Great easy recipe to take to a pot luck or dinner at home! Turned out great!
Took this to a group meeting and it was great. Everyone loved it. Great recipe. And very easy! Very tasty!
This was so easy to make and the taste was incredible.
One of the best dishes ever…my go to ❤️❤️
Do this dish. Soo good!! Perfect comfort food for a chilly evening. Serve with some warmed, buttered French bread and a small house salad on the side and your day just got better. I promise
Yes yes and yes so easy and great .
What is the serving size individually? About a cup or so?
Hi Hannah, a serving is about two cups or so.
It needs more flavor and didn’t need to add the water. I’m hoping my kids will try it tomorrow for lunch. We used Barilla red lentil pasta to get more vegetables in. Maybe next time will be better. Thank you for sharing your way.
I’m happy you tried it, Kara! Thank you for leaving a comment ❤️
delicious and easy to make, will save this recipe for future ❤️
Curious on why egg is added to the ricotta mixture. :)
The egg helps the cheese to bind together in the lasagna so it doesn’t ooze out the side of the casserole when cut.
?? Will this recipe as written fit in one 9 x 13 Pan? Recipe and some comments allude to multiple 9 x 13 pans. Confused.
Hi Bob, we do bake it in a 9×13 pan. It is indicated in step 6 of the recipe. Thanks for checking!
I have a 13 x 9 pan I bought from Aldi and the sides are higher, and my pan was full. It would not have all fit in the previous pan I had.
Hi! I just made this recipe! I love it! I did a double batch to freeze one for later this week. Do I bake it, then freeze or do I do everything up until baking, then freeze?
You can freeze it and bake once thawed.
A recipe that will be added to my keepers. I definitely will have to undercook the pasta next time some more. I will freeze this in portions so we can enjoy this on our travels in the RV.
Absolutely delicious! Change nothing to insure a perfect dish, one I tested on company; and, thankfully, all loved it! I believe it’s even better as leftovers bc the flavors all meld perfectly. Easy and scrumptious!

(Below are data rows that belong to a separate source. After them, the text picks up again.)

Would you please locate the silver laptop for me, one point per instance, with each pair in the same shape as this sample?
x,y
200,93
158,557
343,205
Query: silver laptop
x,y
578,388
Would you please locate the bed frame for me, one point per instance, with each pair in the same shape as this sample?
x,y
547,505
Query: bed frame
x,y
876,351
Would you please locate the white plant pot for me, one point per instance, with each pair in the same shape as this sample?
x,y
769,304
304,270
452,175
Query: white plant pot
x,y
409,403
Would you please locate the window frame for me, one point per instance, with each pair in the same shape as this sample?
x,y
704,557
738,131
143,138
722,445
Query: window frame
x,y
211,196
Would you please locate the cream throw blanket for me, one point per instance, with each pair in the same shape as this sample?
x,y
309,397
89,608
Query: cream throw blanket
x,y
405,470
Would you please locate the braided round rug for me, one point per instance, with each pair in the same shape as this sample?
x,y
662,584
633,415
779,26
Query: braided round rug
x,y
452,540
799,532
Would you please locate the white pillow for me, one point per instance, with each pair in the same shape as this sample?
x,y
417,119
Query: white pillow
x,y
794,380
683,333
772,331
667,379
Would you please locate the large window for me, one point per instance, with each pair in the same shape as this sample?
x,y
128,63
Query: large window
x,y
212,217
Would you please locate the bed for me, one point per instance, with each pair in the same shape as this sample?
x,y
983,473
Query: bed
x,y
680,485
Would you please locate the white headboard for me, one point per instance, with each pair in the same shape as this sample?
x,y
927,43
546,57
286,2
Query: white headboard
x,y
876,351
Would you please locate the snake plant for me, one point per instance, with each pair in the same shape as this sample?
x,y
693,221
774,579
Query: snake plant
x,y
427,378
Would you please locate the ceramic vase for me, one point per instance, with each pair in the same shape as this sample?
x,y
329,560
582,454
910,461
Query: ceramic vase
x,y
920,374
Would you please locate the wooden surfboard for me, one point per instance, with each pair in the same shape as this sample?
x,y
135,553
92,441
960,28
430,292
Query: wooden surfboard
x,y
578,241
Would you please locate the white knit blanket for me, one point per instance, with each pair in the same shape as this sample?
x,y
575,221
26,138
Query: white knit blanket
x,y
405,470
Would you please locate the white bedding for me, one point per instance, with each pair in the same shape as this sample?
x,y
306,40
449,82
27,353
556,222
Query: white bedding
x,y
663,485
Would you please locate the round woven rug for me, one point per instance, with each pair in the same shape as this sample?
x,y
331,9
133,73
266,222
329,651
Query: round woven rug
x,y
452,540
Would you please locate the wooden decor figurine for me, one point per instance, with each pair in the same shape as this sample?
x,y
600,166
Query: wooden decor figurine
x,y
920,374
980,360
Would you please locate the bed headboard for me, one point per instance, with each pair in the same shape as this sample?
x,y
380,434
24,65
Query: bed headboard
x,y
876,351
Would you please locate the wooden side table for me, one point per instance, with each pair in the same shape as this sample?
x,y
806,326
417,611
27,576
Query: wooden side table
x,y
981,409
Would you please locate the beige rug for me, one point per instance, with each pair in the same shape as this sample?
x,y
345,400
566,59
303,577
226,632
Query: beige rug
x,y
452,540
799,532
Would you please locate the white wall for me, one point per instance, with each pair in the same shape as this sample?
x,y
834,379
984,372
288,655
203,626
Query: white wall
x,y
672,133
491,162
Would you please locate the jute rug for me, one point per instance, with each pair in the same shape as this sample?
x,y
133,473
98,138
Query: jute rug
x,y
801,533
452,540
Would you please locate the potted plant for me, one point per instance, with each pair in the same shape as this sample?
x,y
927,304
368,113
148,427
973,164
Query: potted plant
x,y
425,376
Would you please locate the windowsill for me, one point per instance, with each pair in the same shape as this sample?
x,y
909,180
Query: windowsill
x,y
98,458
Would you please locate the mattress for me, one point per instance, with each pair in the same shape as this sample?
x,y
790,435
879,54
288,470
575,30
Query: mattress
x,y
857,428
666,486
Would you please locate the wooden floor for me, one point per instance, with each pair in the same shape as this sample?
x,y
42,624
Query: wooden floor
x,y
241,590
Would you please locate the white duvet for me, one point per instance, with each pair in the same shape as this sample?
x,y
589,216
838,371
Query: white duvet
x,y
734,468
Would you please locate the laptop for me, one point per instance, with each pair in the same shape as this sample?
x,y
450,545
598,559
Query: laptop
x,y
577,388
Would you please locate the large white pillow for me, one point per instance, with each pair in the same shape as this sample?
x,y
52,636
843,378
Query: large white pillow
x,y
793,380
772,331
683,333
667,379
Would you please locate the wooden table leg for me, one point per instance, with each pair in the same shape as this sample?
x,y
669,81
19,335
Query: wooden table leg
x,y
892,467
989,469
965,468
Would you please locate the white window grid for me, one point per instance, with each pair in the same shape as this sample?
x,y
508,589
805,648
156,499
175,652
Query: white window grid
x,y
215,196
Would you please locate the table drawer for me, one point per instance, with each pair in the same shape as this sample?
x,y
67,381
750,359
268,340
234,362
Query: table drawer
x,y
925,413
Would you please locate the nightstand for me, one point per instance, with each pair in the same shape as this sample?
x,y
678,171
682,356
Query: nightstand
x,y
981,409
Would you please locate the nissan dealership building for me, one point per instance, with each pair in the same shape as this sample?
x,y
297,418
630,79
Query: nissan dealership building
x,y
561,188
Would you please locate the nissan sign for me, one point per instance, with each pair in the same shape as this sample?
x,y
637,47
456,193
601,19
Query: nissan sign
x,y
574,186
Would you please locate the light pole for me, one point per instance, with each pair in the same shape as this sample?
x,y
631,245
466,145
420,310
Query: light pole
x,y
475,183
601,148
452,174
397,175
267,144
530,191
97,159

This recipe was great, thank you! I made it vegetarian by using 1 cup of lentils cooked to al dente in veggie broth in place of the ground beef. I also used a splash of milk instead of egg since we ran out of eggs. It came out great and my housemates loved it! I’ll definitely be making this again.
the recipe looks great I am going t make it tonight but am using Farmers cheese instead of Ricotta or Cottage as I don’t care for either of them. I am going to add red pepper flakes and garlic.
For making ahead, can I put it in the freezer after assembling but before baking? If so, what do you recommend for unthawing/cooking? Thanks!
This can be frozen before baking. Thaw in the fridge overnight. Bake as directed in the recipe, you’ll likely need to add 15 minutes or so to the baking time if it is cold from the fridge when you bake it.
I am almost 50 yrs old, and I’ve never made ziti before! I searched through so many google reviews before seeing this one. It had a lot of reviews, and many of them were very positive. I decided to make this recipe, and I’m so glad I tried it. I live by myself so it’s really hard to cook for just me–and I’m super picky. I absolutely loved it! It turned out so great. I added more sauce because I can’t eat anything too dry. Not that it would be dry using what the recipe calls for, I just didn’t make it that way. I used ground beef and seasoned aggressively. I just kind of throw in whatever I feel like that day. I added extra cheese as well. Making today for Mother’s Day! Thank you for the recipe!
I am so happy to hear you loved this recipe Laura!